Non è questa la fedeltà che dobbiamo a Fortini. Lui, al contrario di quel che vuole il refrain prevalente, è giovane, vigoroso, in perfetta forma. Perché tali sono le sue parole, ancora in grado di fare da bussola a chi voglia accogliere lo scopo e lo spirito con cui sono state scritte: decifrare la storia e la geografia del reale e muovercisi con il maggior grado di consapevolezza possibile. Avendo come perimetro lo stato di cose presente (e i suoi legami col passato), non la cronaca politica cafona dei giornali. E muoversi, costi quel che costi, con legittima, solenne, ben argomentata incazzatura, in primis contro se stessi. Le parole di Fortini sono, volendolo, la porta stretta da cui far passare i frammenti dell’etica, marxista e non, che ci resta e ogni genere di scelta quotidiana, in ogni ambito. Perché la favola secondo cui i nostri tempi renderebbero inattuali quelle parole è proprio soltanto una favola rassicurante e consolatoria. Vale precisamente il contrario: tanto più lo spirito del tempo le rende inattuali, tanto più quelle parole sono di profitto per chi mal sopporti questo tempo, indipendentemente dagli accidenti dell’autobiografia. Perché l’inquietudine, l’insofferenza verso il mondo, il peso sulle spalle dell’esistere, non arretrano di fronte al succedersi tragico e superfluo dell’attualità.

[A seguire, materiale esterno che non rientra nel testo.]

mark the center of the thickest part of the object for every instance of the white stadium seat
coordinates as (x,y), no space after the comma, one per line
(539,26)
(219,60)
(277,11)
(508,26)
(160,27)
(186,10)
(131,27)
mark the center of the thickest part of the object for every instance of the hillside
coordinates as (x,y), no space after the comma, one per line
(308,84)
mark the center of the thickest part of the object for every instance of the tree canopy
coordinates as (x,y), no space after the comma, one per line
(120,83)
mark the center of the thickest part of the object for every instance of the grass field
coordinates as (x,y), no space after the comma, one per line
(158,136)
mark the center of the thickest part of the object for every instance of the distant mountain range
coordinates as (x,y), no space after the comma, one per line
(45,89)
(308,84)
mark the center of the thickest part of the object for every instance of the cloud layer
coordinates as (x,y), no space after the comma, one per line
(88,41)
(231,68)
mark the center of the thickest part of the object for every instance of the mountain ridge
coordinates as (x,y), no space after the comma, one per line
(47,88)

Uno come lui, con la sua verve e il suo estro raziocinante, uno per cui l’opzione intellettuale e letteraria sconfina sempre in opzione esistenziale (e non solo ideologica)… Uno che non sguscia tra le cose, il radar della strategia bene acceso, a ritagliarsi un posticino caldo, comodo, eminente… Uno così, che sopporta la responsabilità delle parole dette, che consuma il corpo a corpo col reale non come posa libresca, ma come urgenza quotidiana a discernere… Uno così ci serve ancora, ci serve sempre di più, anche solo come monito, specchio di quel che non siamo capaci e non abbiamo, a quanto pare, nessuna intenzione di essere. Fortini non è l’uomo che è stato, in carne e ossa, e ora è morto, arcigno e inumano, come piace ripetere a qualche suo ex amico, ai suoi «non sempre chiari compagni». Ma è vivo e, nei suoi libri, è modello di umanità, voce umanissima che si sporge da ogni rigo. Fortini è maestro, perché porta uno sguardo violento, inquieto e interrogante sul mondo, ancor prima che una certa visione del mondo e una certa maniera di appartenere al mondo della sinistra.

Certo, la sua idea politica è al punto più basso della parabola (ma la traiettoria del declino può sempre ridisegnarsi più giù), e a nessuno piace perdere, neanche a lui e neanche a noi. Senza nostalgie però, perché vince – per quel che riguarda noi e la sorte di Fortini – la gioia di avere a portata di mano la testimonianza di un ingegno eccezionale, tutto teso a rivendicare e a discutere la propria distonia rispetto a una realtà ingiusta e a opporre un no radicale a chi vi risiede con egoistico appagamento. Anche per questo, volendolo, la sua «memoria», che è il nostro presente, serve già oggi, non solo «dopodomani». Per questo, volendolo, da Fortini non «ci siamo allontanati» nemmeno di un passo.